Experts often treat psychologically based Erectile Dysfunction using techniques that decrease the anxiety associated with intercourse. The patient's partner can help with the techniques, which include gradual development of intimacy and stimulation. Such techniques also can help relieve anxiety when Erectile Dysfunction from physical causes is being treated.
Drug Therapy for erectile dysfunction
Drugs for treating Erectile Dysfunction can be taken orally, injected directly into the penis, or inserted into the urethra at the tip of the penis. In March 1998, the Food and Drug Administration (FDA) approved Viagra, the first pill to treat Erectile Dysfunction. In August 2003, the FDA gave approval to a second oral medicine, vardenafil hydrochloride (Levitra). Additional oral medicines are being tested for safety and effectiveness.
Research on drugs for treating Erectile Dysfunction is expanding rapidly. Patients should ask their doctor about the latest advances.
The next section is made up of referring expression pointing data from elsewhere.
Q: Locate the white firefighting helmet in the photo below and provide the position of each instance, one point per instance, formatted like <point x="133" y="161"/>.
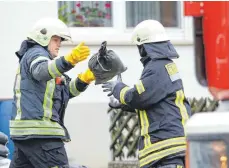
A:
<point x="149" y="31"/>
<point x="45" y="28"/>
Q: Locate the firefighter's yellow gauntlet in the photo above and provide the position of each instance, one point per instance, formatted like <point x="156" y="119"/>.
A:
<point x="78" y="54"/>
<point x="87" y="76"/>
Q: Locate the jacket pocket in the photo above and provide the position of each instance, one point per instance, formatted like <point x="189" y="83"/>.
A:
<point x="55" y="153"/>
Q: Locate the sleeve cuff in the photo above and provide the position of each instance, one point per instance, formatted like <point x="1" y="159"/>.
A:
<point x="80" y="85"/>
<point x="118" y="89"/>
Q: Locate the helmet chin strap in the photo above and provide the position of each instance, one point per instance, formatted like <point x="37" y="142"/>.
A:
<point x="142" y="50"/>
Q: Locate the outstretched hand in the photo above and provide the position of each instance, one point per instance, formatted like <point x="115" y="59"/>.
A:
<point x="109" y="86"/>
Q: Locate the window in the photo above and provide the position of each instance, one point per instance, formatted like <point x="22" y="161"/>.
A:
<point x="114" y="20"/>
<point x="167" y="12"/>
<point x="86" y="13"/>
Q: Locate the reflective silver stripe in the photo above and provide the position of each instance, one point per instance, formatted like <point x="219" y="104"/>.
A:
<point x="72" y="85"/>
<point x="123" y="93"/>
<point x="41" y="58"/>
<point x="53" y="71"/>
<point x="161" y="154"/>
<point x="180" y="104"/>
<point x="18" y="93"/>
<point x="140" y="87"/>
<point x="48" y="102"/>
<point x="34" y="124"/>
<point x="175" y="77"/>
<point x="36" y="131"/>
<point x="144" y="127"/>
<point x="162" y="144"/>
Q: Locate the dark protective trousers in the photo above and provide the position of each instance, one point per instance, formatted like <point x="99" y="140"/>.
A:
<point x="39" y="153"/>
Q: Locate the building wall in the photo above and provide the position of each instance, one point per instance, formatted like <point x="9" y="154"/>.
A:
<point x="86" y="116"/>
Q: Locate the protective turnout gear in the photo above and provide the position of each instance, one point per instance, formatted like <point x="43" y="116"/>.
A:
<point x="78" y="54"/>
<point x="161" y="106"/>
<point x="105" y="65"/>
<point x="109" y="86"/>
<point x="4" y="151"/>
<point x="39" y="102"/>
<point x="39" y="153"/>
<point x="87" y="76"/>
<point x="149" y="31"/>
<point x="45" y="28"/>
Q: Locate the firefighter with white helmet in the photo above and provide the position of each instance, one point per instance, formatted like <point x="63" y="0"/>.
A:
<point x="41" y="94"/>
<point x="158" y="98"/>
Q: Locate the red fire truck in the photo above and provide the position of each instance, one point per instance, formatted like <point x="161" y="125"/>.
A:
<point x="208" y="133"/>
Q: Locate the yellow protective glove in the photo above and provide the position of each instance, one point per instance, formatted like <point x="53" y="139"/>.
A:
<point x="87" y="76"/>
<point x="79" y="53"/>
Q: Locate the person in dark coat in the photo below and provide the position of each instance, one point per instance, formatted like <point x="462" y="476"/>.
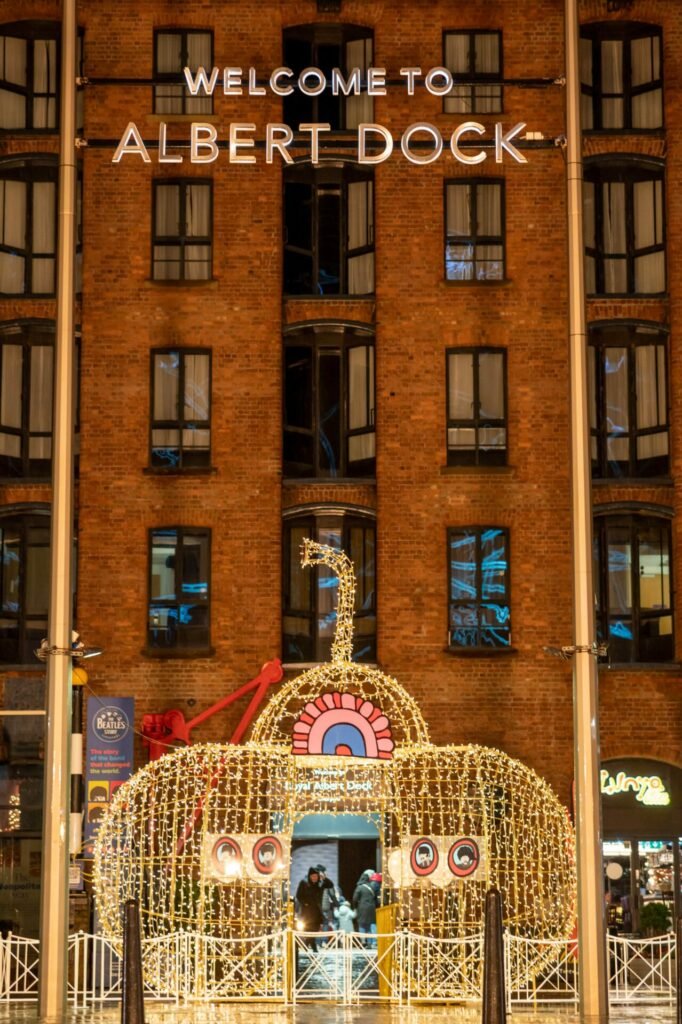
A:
<point x="308" y="904"/>
<point x="329" y="899"/>
<point x="365" y="903"/>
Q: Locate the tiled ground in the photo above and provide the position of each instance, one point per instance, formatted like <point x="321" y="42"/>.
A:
<point x="326" y="1013"/>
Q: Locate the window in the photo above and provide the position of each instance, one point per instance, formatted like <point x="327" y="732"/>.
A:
<point x="476" y="407"/>
<point x="478" y="571"/>
<point x="621" y="78"/>
<point x="629" y="415"/>
<point x="329" y="230"/>
<point x="326" y="47"/>
<point x="182" y="219"/>
<point x="26" y="398"/>
<point x="179" y="566"/>
<point x="310" y="594"/>
<point x="474" y="230"/>
<point x="25" y="586"/>
<point x="29" y="76"/>
<point x="329" y="401"/>
<point x="625" y="227"/>
<point x="181" y="409"/>
<point x="475" y="58"/>
<point x="633" y="589"/>
<point x="28" y="226"/>
<point x="175" y="49"/>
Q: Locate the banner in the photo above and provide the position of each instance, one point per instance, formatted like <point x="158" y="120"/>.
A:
<point x="109" y="758"/>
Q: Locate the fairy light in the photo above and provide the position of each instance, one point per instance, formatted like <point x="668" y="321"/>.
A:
<point x="155" y="840"/>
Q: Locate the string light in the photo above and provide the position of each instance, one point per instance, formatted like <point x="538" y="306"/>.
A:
<point x="155" y="841"/>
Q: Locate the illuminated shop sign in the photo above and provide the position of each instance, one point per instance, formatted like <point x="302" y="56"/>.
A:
<point x="420" y="143"/>
<point x="648" y="790"/>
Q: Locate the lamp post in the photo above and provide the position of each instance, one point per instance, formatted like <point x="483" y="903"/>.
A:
<point x="592" y="960"/>
<point x="54" y="881"/>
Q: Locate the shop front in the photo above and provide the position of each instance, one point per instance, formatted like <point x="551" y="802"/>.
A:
<point x="642" y="838"/>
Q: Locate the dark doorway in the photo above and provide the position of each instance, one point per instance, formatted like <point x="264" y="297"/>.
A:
<point x="345" y="844"/>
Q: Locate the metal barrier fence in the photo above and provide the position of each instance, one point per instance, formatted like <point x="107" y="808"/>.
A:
<point x="346" y="968"/>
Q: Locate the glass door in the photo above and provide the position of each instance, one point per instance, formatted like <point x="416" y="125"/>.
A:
<point x="655" y="886"/>
<point x="619" y="886"/>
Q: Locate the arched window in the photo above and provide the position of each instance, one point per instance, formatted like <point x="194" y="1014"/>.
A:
<point x="621" y="77"/>
<point x="327" y="46"/>
<point x="27" y="350"/>
<point x="329" y="229"/>
<point x="25" y="584"/>
<point x="29" y="226"/>
<point x="329" y="408"/>
<point x="633" y="587"/>
<point x="30" y="77"/>
<point x="629" y="408"/>
<point x="310" y="594"/>
<point x="625" y="226"/>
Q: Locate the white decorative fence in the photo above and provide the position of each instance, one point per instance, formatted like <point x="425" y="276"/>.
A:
<point x="292" y="967"/>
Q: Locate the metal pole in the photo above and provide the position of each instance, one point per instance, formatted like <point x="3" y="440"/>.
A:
<point x="592" y="960"/>
<point x="54" y="887"/>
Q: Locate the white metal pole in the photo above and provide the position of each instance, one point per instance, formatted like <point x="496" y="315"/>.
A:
<point x="54" y="887"/>
<point x="592" y="955"/>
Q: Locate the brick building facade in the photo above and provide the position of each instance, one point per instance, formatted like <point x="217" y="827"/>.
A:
<point x="480" y="310"/>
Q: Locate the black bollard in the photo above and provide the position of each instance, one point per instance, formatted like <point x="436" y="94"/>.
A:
<point x="132" y="1000"/>
<point x="678" y="968"/>
<point x="495" y="1001"/>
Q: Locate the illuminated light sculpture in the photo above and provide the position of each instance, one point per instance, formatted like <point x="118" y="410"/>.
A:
<point x="340" y="738"/>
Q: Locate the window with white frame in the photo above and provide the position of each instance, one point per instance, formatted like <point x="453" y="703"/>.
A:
<point x="622" y="77"/>
<point x="625" y="226"/>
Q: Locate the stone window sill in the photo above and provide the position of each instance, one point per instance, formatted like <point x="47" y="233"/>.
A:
<point x="179" y="653"/>
<point x="480" y="651"/>
<point x="181" y="471"/>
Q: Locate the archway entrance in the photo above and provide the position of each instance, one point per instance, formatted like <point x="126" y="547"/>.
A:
<point x="345" y="844"/>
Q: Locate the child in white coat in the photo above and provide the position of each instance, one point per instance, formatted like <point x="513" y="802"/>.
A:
<point x="345" y="916"/>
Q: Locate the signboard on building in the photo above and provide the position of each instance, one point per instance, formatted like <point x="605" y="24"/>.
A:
<point x="109" y="758"/>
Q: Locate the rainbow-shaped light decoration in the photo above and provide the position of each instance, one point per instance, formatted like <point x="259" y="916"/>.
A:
<point x="336" y="723"/>
<point x="344" y="725"/>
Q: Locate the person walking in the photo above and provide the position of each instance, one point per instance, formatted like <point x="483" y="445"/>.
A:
<point x="365" y="904"/>
<point x="345" y="916"/>
<point x="329" y="899"/>
<point x="308" y="905"/>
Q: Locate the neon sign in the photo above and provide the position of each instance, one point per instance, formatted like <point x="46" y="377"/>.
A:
<point x="375" y="142"/>
<point x="649" y="790"/>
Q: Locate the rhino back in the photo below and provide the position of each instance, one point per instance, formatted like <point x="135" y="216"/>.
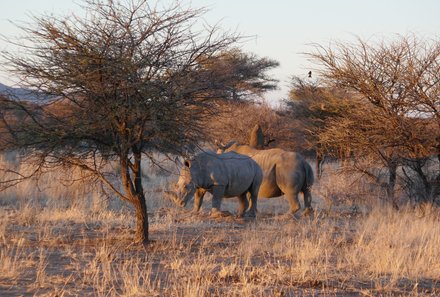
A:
<point x="283" y="171"/>
<point x="234" y="171"/>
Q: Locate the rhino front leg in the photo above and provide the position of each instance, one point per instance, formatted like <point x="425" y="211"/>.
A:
<point x="217" y="195"/>
<point x="198" y="199"/>
<point x="244" y="204"/>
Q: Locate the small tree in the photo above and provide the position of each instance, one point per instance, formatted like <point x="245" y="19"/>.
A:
<point x="128" y="80"/>
<point x="398" y="89"/>
<point x="312" y="105"/>
<point x="246" y="74"/>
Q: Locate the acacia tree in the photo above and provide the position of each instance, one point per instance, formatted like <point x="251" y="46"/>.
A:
<point x="124" y="81"/>
<point x="246" y="74"/>
<point x="312" y="105"/>
<point x="397" y="85"/>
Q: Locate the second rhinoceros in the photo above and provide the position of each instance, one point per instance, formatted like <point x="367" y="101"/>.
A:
<point x="224" y="176"/>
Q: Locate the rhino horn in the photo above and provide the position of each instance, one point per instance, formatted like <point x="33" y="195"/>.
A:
<point x="174" y="197"/>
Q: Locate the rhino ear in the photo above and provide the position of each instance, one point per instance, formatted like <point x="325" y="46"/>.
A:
<point x="187" y="163"/>
<point x="219" y="144"/>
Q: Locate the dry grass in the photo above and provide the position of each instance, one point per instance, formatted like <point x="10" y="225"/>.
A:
<point x="72" y="241"/>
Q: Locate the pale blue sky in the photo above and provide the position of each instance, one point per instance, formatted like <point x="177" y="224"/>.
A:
<point x="282" y="28"/>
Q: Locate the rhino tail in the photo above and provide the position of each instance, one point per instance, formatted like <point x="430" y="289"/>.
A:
<point x="309" y="177"/>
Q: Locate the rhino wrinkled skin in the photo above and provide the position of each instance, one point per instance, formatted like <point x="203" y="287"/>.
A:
<point x="284" y="173"/>
<point x="224" y="176"/>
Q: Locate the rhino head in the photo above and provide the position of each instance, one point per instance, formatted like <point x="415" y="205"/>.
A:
<point x="185" y="188"/>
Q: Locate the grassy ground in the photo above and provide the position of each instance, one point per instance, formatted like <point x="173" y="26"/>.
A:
<point x="73" y="241"/>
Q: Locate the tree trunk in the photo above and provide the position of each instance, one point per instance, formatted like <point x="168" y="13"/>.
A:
<point x="256" y="137"/>
<point x="141" y="219"/>
<point x="392" y="169"/>
<point x="133" y="188"/>
<point x="318" y="165"/>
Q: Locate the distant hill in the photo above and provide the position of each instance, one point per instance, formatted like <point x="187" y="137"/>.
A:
<point x="20" y="93"/>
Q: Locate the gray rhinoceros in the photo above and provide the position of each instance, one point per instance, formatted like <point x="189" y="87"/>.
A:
<point x="223" y="175"/>
<point x="284" y="173"/>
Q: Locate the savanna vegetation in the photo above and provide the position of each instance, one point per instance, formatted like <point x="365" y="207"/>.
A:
<point x="125" y="91"/>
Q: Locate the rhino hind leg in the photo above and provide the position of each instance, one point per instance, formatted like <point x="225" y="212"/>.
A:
<point x="198" y="199"/>
<point x="307" y="202"/>
<point x="243" y="205"/>
<point x="217" y="195"/>
<point x="292" y="198"/>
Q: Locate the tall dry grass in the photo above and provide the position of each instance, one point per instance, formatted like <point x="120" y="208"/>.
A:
<point x="73" y="240"/>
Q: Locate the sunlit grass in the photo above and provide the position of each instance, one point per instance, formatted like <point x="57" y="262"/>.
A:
<point x="76" y="241"/>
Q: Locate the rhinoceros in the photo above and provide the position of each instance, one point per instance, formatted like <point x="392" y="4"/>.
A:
<point x="223" y="175"/>
<point x="284" y="173"/>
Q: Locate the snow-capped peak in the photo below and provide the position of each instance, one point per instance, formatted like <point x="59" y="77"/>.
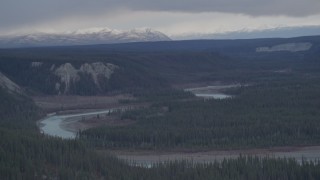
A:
<point x="84" y="37"/>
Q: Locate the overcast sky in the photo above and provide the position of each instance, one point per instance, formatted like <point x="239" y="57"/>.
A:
<point x="173" y="17"/>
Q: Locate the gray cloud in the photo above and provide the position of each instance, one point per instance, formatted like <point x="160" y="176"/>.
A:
<point x="17" y="13"/>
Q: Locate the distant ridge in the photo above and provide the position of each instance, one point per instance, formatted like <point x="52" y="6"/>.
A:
<point x="82" y="37"/>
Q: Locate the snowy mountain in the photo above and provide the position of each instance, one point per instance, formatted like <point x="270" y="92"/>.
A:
<point x="83" y="37"/>
<point x="279" y="32"/>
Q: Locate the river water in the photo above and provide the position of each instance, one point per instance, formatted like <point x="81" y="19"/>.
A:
<point x="54" y="125"/>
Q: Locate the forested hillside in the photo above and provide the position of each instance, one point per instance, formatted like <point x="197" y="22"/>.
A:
<point x="276" y="104"/>
<point x="157" y="64"/>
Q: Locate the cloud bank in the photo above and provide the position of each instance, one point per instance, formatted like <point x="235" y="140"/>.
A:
<point x="16" y="14"/>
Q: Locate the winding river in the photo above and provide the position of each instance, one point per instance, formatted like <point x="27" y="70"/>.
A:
<point x="55" y="125"/>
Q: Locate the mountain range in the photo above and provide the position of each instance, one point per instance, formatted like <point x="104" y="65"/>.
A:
<point x="82" y="37"/>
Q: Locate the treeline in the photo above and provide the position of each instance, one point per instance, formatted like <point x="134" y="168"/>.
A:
<point x="150" y="69"/>
<point x="27" y="154"/>
<point x="265" y="115"/>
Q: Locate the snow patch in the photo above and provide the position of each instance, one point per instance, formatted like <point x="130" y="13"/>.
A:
<point x="6" y="83"/>
<point x="36" y="64"/>
<point x="69" y="74"/>
<point x="291" y="47"/>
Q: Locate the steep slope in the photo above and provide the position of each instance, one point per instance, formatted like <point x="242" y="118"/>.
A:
<point x="9" y="85"/>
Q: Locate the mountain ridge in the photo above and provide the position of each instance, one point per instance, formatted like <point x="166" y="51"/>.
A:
<point x="82" y="37"/>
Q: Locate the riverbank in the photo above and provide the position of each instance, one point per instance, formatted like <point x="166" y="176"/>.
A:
<point x="147" y="158"/>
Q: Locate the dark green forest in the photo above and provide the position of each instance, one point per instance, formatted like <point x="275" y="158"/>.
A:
<point x="278" y="105"/>
<point x="265" y="115"/>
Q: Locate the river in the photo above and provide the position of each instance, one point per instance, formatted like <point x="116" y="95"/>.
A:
<point x="55" y="125"/>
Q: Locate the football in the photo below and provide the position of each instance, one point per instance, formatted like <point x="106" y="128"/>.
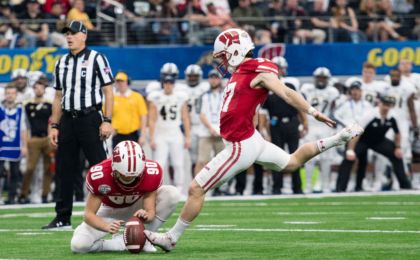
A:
<point x="134" y="237"/>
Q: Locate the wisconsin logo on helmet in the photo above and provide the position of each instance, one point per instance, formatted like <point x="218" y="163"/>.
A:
<point x="230" y="37"/>
<point x="270" y="51"/>
<point x="116" y="155"/>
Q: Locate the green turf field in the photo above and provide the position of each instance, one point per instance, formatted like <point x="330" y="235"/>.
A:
<point x="370" y="227"/>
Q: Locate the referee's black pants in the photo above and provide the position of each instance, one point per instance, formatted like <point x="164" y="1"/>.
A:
<point x="75" y="134"/>
<point x="386" y="148"/>
<point x="282" y="134"/>
<point x="134" y="136"/>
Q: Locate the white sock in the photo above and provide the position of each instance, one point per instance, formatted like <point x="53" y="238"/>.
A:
<point x="329" y="142"/>
<point x="178" y="229"/>
<point x="155" y="224"/>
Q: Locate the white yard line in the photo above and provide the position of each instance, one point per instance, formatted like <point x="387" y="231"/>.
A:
<point x="264" y="230"/>
<point x="301" y="222"/>
<point x="31" y="230"/>
<point x="215" y="226"/>
<point x="314" y="213"/>
<point x="265" y="197"/>
<point x="33" y="233"/>
<point x="386" y="218"/>
<point x="285" y="230"/>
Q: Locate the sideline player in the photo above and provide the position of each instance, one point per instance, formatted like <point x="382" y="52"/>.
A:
<point x="167" y="69"/>
<point x="321" y="95"/>
<point x="247" y="88"/>
<point x="167" y="109"/>
<point x="119" y="187"/>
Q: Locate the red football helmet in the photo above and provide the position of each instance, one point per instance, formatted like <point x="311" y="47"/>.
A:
<point x="231" y="46"/>
<point x="128" y="160"/>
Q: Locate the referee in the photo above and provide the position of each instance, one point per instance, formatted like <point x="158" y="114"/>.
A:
<point x="83" y="82"/>
<point x="376" y="123"/>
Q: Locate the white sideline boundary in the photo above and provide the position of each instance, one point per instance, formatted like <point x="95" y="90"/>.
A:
<point x="251" y="197"/>
<point x="259" y="230"/>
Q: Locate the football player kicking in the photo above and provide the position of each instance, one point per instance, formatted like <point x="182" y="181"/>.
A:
<point x="248" y="87"/>
<point x="122" y="186"/>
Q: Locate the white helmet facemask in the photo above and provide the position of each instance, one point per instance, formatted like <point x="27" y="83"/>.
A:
<point x="232" y="46"/>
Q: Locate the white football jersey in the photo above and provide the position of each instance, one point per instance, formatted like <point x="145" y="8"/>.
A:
<point x="168" y="109"/>
<point x="194" y="94"/>
<point x="351" y="112"/>
<point x="370" y="90"/>
<point x="320" y="99"/>
<point x="157" y="86"/>
<point x="401" y="93"/>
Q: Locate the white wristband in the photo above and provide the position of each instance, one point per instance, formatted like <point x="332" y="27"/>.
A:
<point x="350" y="153"/>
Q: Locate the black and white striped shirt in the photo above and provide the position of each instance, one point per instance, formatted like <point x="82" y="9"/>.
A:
<point x="80" y="77"/>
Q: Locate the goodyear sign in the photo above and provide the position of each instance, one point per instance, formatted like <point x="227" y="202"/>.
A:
<point x="143" y="63"/>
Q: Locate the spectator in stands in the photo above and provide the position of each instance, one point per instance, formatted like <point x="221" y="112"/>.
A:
<point x="129" y="115"/>
<point x="320" y="18"/>
<point x="135" y="13"/>
<point x="77" y="13"/>
<point x="294" y="12"/>
<point x="218" y="20"/>
<point x="308" y="32"/>
<point x="38" y="112"/>
<point x="13" y="141"/>
<point x="8" y="25"/>
<point x="56" y="23"/>
<point x="262" y="37"/>
<point x="403" y="6"/>
<point x="344" y="22"/>
<point x="166" y="31"/>
<point x="393" y="25"/>
<point x="247" y="14"/>
<point x="369" y="22"/>
<point x="35" y="31"/>
<point x="278" y="25"/>
<point x="193" y="12"/>
<point x="49" y="4"/>
<point x="416" y="29"/>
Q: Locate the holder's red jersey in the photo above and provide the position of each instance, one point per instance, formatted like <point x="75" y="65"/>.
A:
<point x="240" y="101"/>
<point x="99" y="181"/>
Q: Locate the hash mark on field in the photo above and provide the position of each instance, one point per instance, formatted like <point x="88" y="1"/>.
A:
<point x="311" y="213"/>
<point x="215" y="226"/>
<point x="34" y="233"/>
<point x="284" y="230"/>
<point x="301" y="222"/>
<point x="386" y="218"/>
<point x="32" y="230"/>
<point x="37" y="215"/>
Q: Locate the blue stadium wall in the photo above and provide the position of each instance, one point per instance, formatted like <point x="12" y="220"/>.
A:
<point x="143" y="63"/>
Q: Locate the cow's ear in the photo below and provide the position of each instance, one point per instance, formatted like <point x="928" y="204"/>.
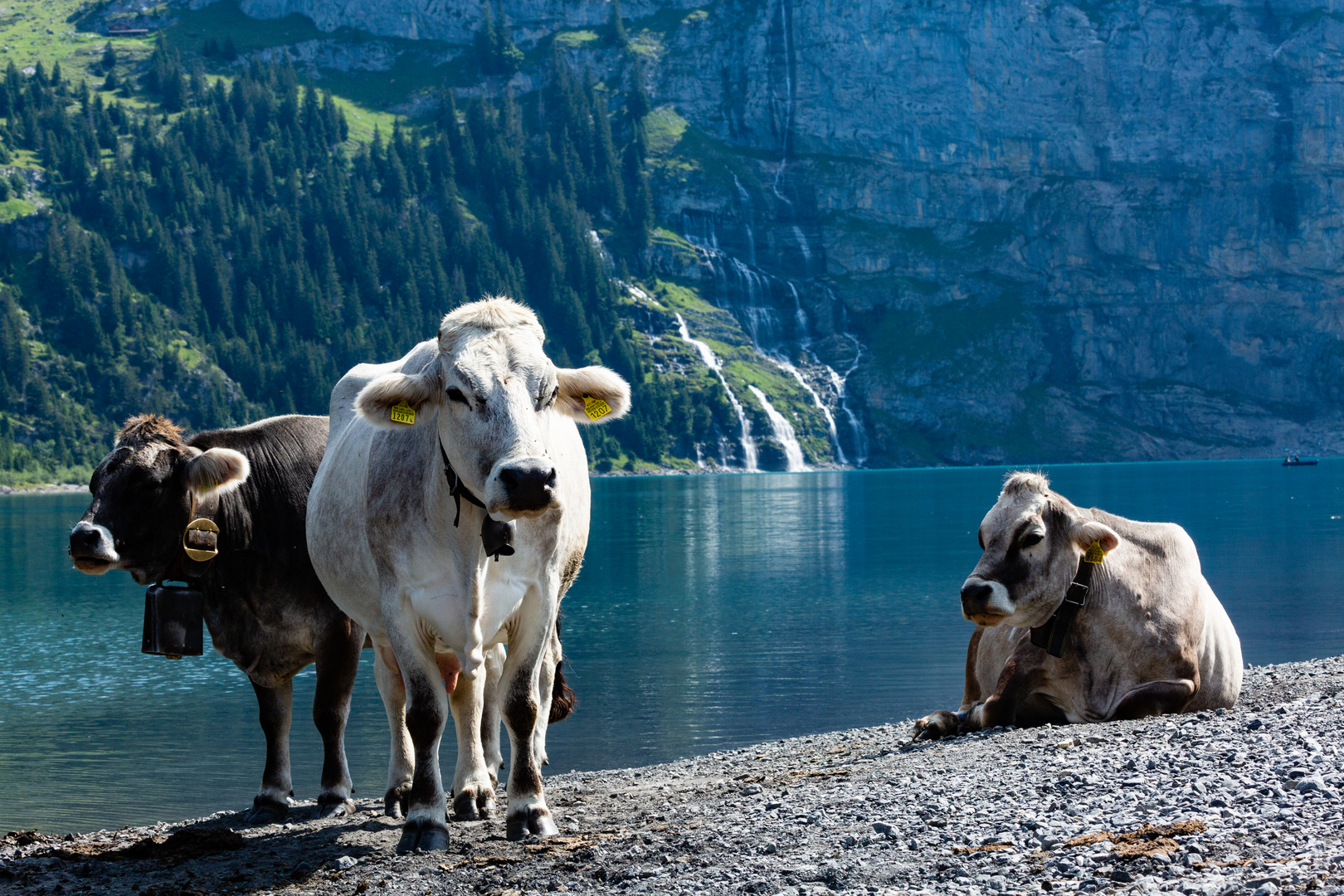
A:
<point x="1088" y="531"/>
<point x="593" y="394"/>
<point x="375" y="402"/>
<point x="217" y="470"/>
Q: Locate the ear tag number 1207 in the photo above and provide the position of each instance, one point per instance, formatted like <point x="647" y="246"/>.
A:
<point x="596" y="407"/>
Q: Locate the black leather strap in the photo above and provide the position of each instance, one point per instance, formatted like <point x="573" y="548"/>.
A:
<point x="498" y="538"/>
<point x="1051" y="635"/>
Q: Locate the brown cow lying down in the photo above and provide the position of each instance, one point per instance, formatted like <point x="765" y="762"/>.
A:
<point x="1149" y="638"/>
Mechanical vacuum devices cause erection by creating a partial vacuum, which draws blood into the penis, engorging and expanding it. The devices have three components: a plastic cylinder, into which the penis is placed; a pump, which draws air out of the cylinder; and an elastic band, which is placed around the base of the penis to maintain the erection after the cylinder is removed and during intercourse by preventing blood from flowing back into the body (see figure 2).
One variation of the vacuum device involves a semirigid rubber sheath that is placed on the penis and remains there after erection is attained and during intercourse.
Surgery usually has one of three goals:
- To implant a device that can cause the penis to become erect
- To reconstruct arteries to increase flow of blood to the penis
- To block off veins that allow blood to leak from the penile tissues
Implanted devices, known as prostheses, can restore erection in many men with Erectile Dysfunction. Possible problems with implants include mechanical breakdown and infection, although mechanical problems have diminished in recent years because of technological advances.
Things to Consider
- Erectile dysfunction (ED) is the inability to get or keep an erection firm enough for complete sexual intercourse.
- Erectile Dysfunction usually has a physical underlaying cause.
- Erectile Dysfunction is treatable no matter what age.
- Erectile Dysfunction affects up to 30 million American men.
- Treatments for Erectile Dysfunction include: psychotherapy, drug therapy, vacuum devices, and surgery.